That aside, you can handle her, but leave her be for a couple of days. She will want breaks from the babies, so let her out to play every day while you check them over, and handle them. You will need to hold the babies daily, starting from a couple of days old. (leave them before that, just because mom is not used to people)

When you let momma rat out, feed her yoghurt and oatmeal and baby food and things like that. Then sit with her for a while. If you are nice to her she will like you eventually. 

Don't keep her out for more than a half hour until the babies get bigger.


----------



## Mama (Jan 30, 2012)

Thanks guys, I apologize for the lack of structure in my post 

I have her in a large plastic bin with a wire top and paper towels as bedding, she has a nest box and plenty of food and water at all times. I've been giving her yogurt, baby food is a good idea, I don't know why I didn't think of that.
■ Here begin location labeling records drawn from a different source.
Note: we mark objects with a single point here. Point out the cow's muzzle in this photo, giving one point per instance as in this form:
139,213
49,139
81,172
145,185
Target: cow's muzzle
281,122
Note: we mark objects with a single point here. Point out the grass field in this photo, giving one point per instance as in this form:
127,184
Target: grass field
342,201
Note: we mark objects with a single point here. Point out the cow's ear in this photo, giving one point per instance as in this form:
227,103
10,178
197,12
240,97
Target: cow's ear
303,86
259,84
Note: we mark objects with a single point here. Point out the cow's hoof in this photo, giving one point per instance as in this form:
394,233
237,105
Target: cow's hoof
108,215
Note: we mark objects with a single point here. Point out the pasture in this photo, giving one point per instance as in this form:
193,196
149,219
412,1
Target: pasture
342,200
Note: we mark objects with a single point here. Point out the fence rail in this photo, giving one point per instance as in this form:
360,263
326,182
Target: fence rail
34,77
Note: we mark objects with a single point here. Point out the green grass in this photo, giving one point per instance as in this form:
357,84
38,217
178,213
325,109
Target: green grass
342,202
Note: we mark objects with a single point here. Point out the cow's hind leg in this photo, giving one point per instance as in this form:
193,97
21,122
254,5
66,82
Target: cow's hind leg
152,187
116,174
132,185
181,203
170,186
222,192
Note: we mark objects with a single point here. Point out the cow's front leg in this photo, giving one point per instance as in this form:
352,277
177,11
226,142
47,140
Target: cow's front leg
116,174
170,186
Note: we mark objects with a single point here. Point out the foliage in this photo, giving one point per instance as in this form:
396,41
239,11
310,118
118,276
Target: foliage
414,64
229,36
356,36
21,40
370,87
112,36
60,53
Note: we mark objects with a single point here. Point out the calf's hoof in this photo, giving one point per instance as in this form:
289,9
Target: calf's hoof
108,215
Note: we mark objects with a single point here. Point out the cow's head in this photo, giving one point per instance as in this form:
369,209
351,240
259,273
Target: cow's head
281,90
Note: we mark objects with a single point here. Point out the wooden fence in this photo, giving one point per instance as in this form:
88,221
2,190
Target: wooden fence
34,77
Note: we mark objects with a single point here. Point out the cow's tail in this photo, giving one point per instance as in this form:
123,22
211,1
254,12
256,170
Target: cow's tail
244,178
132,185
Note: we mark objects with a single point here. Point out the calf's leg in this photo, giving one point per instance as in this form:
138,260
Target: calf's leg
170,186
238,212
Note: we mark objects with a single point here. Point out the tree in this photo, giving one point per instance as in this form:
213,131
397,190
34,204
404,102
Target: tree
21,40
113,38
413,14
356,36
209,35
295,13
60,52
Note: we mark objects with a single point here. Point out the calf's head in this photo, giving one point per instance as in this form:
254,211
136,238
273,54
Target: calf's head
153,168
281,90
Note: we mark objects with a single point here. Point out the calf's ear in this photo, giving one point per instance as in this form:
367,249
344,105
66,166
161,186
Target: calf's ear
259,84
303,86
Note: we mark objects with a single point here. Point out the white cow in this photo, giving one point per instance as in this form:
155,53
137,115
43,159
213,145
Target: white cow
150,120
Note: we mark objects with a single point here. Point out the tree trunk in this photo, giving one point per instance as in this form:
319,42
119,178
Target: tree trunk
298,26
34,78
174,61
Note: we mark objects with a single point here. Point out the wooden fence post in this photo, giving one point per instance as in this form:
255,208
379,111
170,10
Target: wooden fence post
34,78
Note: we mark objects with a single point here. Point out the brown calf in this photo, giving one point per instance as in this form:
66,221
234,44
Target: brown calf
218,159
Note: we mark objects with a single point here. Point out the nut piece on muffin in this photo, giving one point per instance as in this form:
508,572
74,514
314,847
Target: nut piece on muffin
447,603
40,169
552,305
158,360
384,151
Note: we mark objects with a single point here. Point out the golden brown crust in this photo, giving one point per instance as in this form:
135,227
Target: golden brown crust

I have been able to take her out and sit with her on my bed and in the bathtub before, She seems like she's gotten a lot more weary of comming out since she's been getting further along, I'm very gentle when I try to pick her up, but she squeeks and squirms in protest. I haven't been trying to pick her up lately, but I spend a lot of time sitting with the lid off of the bin talking to her and petting her, giving her treats.

I've taken care of baby gerbils and rabbits and their mothers before, I'm fairly confident in my abilities, I've just never had rats before.


----------